One of the inevitable features of this is that I spend a good hour or two on a Sunday morning running. Not an elegant sight - to be honest, using the word 'running' is rather a generous description of my activity. What's this got to do with gardening? I hear you cry (or rather, I hear the rattle of tumbleweed rolling by a rarely updated blog). Well, you see, running is rather boring. Running for nearly two hours is particularly boring, especially when most of the final thirty minutes is spent thinking "If I can just make it to the next lamppost, then it's not long to that 30mph sign...". However, running is starting to get a little more interesting.
After a winter of brown leaves underfoot, brown mud, brown streams coursing over the pavement, and a plethora of brown and well-disguised dog turds (do the dog-owners in Chester never pick the stuff up?), there are the green shoots of spring.
As I run, I've now started to notice the shoots of plants beginning to scramble through hedges and come up through pavement cracks. Cleavers may not be welcome in the garden (though goodness knows there's enough of it in ours) but it's cheering to see it starting to climb through the hawthorn hedges as I struggle past. It seems to have more energy than me.
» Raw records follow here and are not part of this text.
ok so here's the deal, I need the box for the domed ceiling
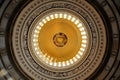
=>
[0,0,120,80]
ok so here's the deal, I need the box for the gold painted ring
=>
[31,11,88,68]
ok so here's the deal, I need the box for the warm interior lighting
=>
[31,12,88,68]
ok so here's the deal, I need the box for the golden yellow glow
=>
[38,18,82,62]
[31,12,88,67]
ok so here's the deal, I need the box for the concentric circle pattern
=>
[29,12,88,68]
[0,0,120,80]
[12,0,106,79]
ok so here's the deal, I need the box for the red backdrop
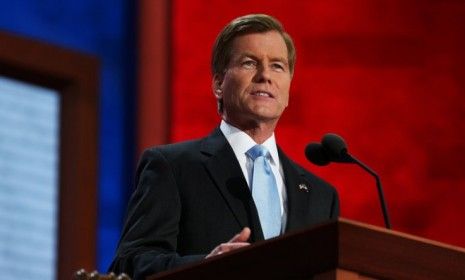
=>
[159,0,465,247]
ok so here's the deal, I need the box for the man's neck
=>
[223,118,277,144]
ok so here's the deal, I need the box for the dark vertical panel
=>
[137,0,172,153]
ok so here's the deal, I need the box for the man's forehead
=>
[229,31,288,58]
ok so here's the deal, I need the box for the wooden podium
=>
[148,218,465,279]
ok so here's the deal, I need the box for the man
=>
[110,14,339,279]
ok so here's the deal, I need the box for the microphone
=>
[321,133,354,164]
[305,133,392,229]
[304,142,330,166]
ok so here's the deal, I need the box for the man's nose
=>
[253,65,272,83]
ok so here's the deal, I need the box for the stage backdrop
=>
[164,0,465,247]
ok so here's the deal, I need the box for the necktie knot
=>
[246,145,269,161]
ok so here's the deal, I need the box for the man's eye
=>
[241,60,256,68]
[271,63,285,71]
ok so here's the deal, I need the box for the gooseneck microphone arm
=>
[306,133,392,229]
[344,152,391,229]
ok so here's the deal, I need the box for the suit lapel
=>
[279,148,313,232]
[201,128,264,242]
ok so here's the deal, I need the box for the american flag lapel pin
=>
[298,183,309,192]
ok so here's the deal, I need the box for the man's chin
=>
[251,109,283,122]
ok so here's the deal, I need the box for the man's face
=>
[214,31,292,128]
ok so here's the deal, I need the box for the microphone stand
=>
[343,152,391,229]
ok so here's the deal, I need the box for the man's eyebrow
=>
[236,52,258,60]
[237,53,288,63]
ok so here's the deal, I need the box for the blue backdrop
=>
[0,0,136,270]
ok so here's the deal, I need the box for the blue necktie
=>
[246,145,281,239]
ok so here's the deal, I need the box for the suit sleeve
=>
[109,148,205,279]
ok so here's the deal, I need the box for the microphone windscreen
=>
[305,142,330,166]
[322,133,348,159]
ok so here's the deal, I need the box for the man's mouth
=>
[251,91,274,98]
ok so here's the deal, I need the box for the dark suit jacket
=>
[109,128,339,279]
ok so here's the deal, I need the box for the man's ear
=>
[212,74,224,99]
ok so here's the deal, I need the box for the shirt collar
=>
[220,120,280,166]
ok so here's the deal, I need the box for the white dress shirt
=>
[220,120,288,232]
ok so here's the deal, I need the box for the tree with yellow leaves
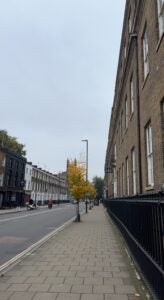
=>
[67,160,86,221]
[85,181,97,200]
[67,159,97,220]
[85,181,97,210]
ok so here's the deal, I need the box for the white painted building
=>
[31,166,68,205]
[24,162,33,204]
[24,162,68,205]
[24,162,32,192]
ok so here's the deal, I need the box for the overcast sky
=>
[0,0,125,180]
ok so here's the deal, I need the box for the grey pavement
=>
[0,205,150,300]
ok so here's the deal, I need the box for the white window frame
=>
[125,97,128,129]
[146,123,154,186]
[113,167,117,197]
[126,157,130,196]
[119,168,121,196]
[157,0,164,38]
[124,42,127,58]
[130,76,134,114]
[142,27,149,79]
[121,111,124,138]
[117,171,119,196]
[132,148,136,194]
[128,9,132,33]
[161,101,164,168]
[114,144,117,161]
[119,122,121,144]
[122,163,125,196]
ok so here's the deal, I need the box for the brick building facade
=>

Peoples' front gardens are bursting with new life; there is a particularly splendid Magnolia stellata well worth running past at this time of year, as well as some older gardens with mature larger magnolias.
And when the distance starts to get a bit too much, I resort to taking my mind off my energy-depleted legs, trying to remember the Latin names of plants I run past - a fence covered with Hedera helix, what's the species name of that Viburnum flowering here? Ahh, good old Crataegus monogyna is starting to leaf up now...
Well, it keeps me on the streets, staggering along.